Transforming Point Data into Proximity Graphs
Subramanyam Varalakshmi, Arjun 1991-
MetadataShow full item record
Establishing neighborhood relationships among data points is important for several data analysis applications, for which structural information is essential. Since the early 1980’s, proximity graphs have served as one of the classical approaches to characterize neighborhood relationships; the most popular proximity graphs include Delaunay Triangulation (DT), Gabriel graphs (GG), relative neighborhood graphs (RNG), and minimum spanning tree (MST). These graphs find their applications in geographical analysis, spatial analysis, pattern recognition, evolutionary biology, computer vision, cluster analysis, and visualization. The emergence of big data has created a need for scalable algorithms to generate proximity graphs for massive datasets. In this thesis, we propose a novel approach for creating DT, GG, and RNG by leveraging the cluster computing capabilities of Apache Spark. To compute DT, we rely on the divide and conquer paradigm. We first partition the spatial dataset into a grid; next, we compute the DT for each grid partition and separate the resulting triangles into the core and boundary triangles; next, we merge the adjacent partitions recursively and re-compute boundary triangles; finally, we return the union of obtained triangles as the final result.
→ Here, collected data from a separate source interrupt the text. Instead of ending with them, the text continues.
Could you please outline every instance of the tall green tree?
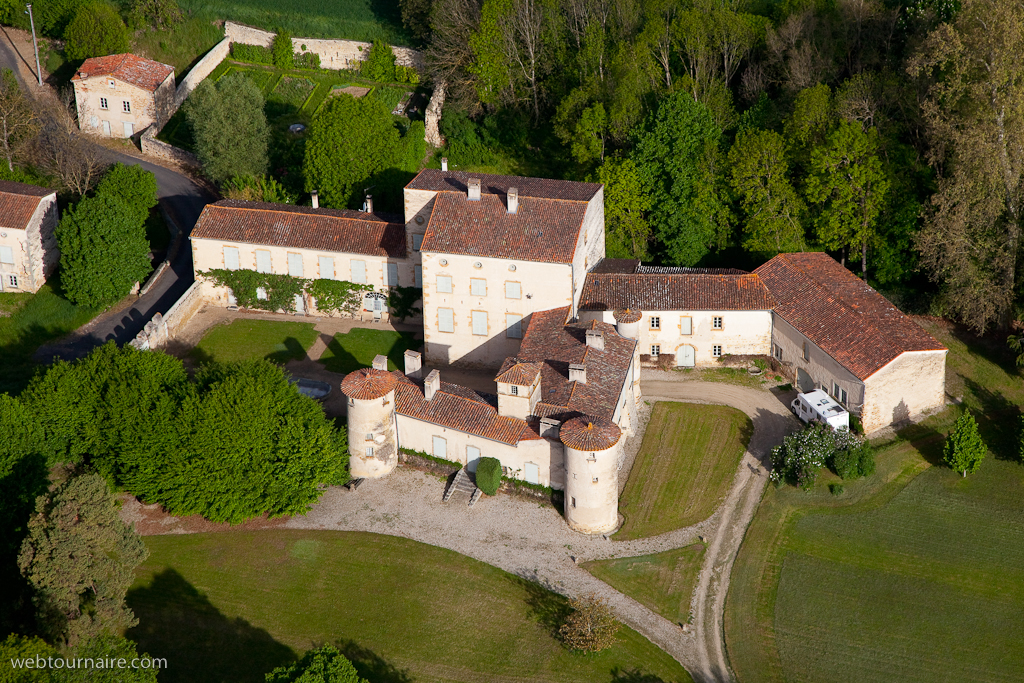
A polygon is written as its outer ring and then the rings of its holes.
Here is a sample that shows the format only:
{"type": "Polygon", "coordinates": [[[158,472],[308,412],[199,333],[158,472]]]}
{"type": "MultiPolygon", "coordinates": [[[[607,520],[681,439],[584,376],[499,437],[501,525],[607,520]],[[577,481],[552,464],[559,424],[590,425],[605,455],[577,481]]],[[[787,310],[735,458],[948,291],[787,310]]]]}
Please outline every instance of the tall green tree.
{"type": "Polygon", "coordinates": [[[965,0],[910,60],[938,189],[917,246],[950,312],[975,330],[1009,327],[1021,277],[1024,7],[965,0]]]}
{"type": "Polygon", "coordinates": [[[368,683],[352,662],[330,645],[310,650],[302,659],[267,674],[267,683],[368,683]]]}
{"type": "Polygon", "coordinates": [[[51,642],[73,647],[138,623],[125,595],[149,551],[121,521],[102,477],[73,477],[40,496],[28,528],[18,567],[51,642]]]}
{"type": "Polygon", "coordinates": [[[799,251],[806,207],[789,178],[786,141],[770,130],[747,130],[729,149],[732,187],[743,209],[747,251],[774,256],[799,251]]]}
{"type": "Polygon", "coordinates": [[[7,159],[7,170],[14,170],[14,158],[38,122],[28,95],[21,89],[10,69],[0,69],[0,146],[7,159]]]}
{"type": "Polygon", "coordinates": [[[640,173],[630,159],[607,159],[597,169],[604,184],[605,252],[609,258],[647,260],[651,226],[647,212],[650,197],[644,192],[640,173]]]}
{"type": "Polygon", "coordinates": [[[728,239],[732,215],[721,137],[711,113],[689,93],[666,96],[634,134],[631,158],[657,207],[651,227],[668,263],[695,265],[728,239]]]}
{"type": "Polygon", "coordinates": [[[381,83],[395,80],[395,52],[383,40],[373,41],[369,56],[359,66],[363,75],[372,80],[381,83]]]}
{"type": "Polygon", "coordinates": [[[55,232],[61,285],[74,304],[112,304],[153,270],[144,223],[111,194],[86,197],[65,211],[55,232]]]}
{"type": "Polygon", "coordinates": [[[291,69],[295,66],[295,48],[292,46],[292,34],[278,29],[274,42],[270,45],[271,59],[278,69],[291,69]]]}
{"type": "Polygon", "coordinates": [[[969,410],[964,411],[956,419],[953,431],[946,437],[946,443],[942,447],[942,460],[954,472],[966,477],[978,471],[987,452],[985,442],[978,433],[978,423],[969,410]]]}
{"type": "Polygon", "coordinates": [[[128,27],[117,10],[104,2],[79,7],[64,30],[64,40],[64,52],[71,60],[119,54],[131,49],[128,27]]]}
{"type": "Polygon", "coordinates": [[[97,194],[117,197],[131,211],[134,220],[145,223],[156,206],[156,176],[135,164],[116,163],[96,186],[97,194]]]}
{"type": "Polygon", "coordinates": [[[306,136],[306,189],[326,206],[347,208],[363,183],[397,162],[400,136],[379,100],[339,95],[328,100],[306,136]]]}
{"type": "Polygon", "coordinates": [[[868,245],[877,239],[877,223],[889,191],[878,158],[878,134],[842,121],[825,145],[811,153],[807,198],[820,207],[818,240],[828,249],[860,249],[867,276],[868,245]]]}
{"type": "Polygon", "coordinates": [[[185,118],[195,138],[203,170],[218,183],[267,170],[270,127],[263,93],[243,73],[228,74],[214,85],[205,80],[185,100],[185,118]]]}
GG and RNG are implemented on top of a DT, by removing edges from the DT. In our GG algorithm, we compute the circumcenter for every triangle and associate it with edges of the triangle. The circumcenter coordinates associated with the non-boundary edges form the Voronoi edge. We filter those Delaunay edges, which do not intersect with their corresponding Voronoi edge, to obtain a GG. Relative neighborhood graphs are formed by removing those edges, for which the distance between the endpoints of an edge is less than the distance between any other point and one of the endpoints of the edge. We evaluate our algorithms to create DT, GG, and RNG for a benchmark of datasets having between one and eight million data records. Our benchmark tests showcase the significant performance improvement obtained with our algorithms and the impact of the grid partitioning technique on the runtime. We apply our algorithms to create clusters of Texas climate data and for boundary detection on a genetic dataset.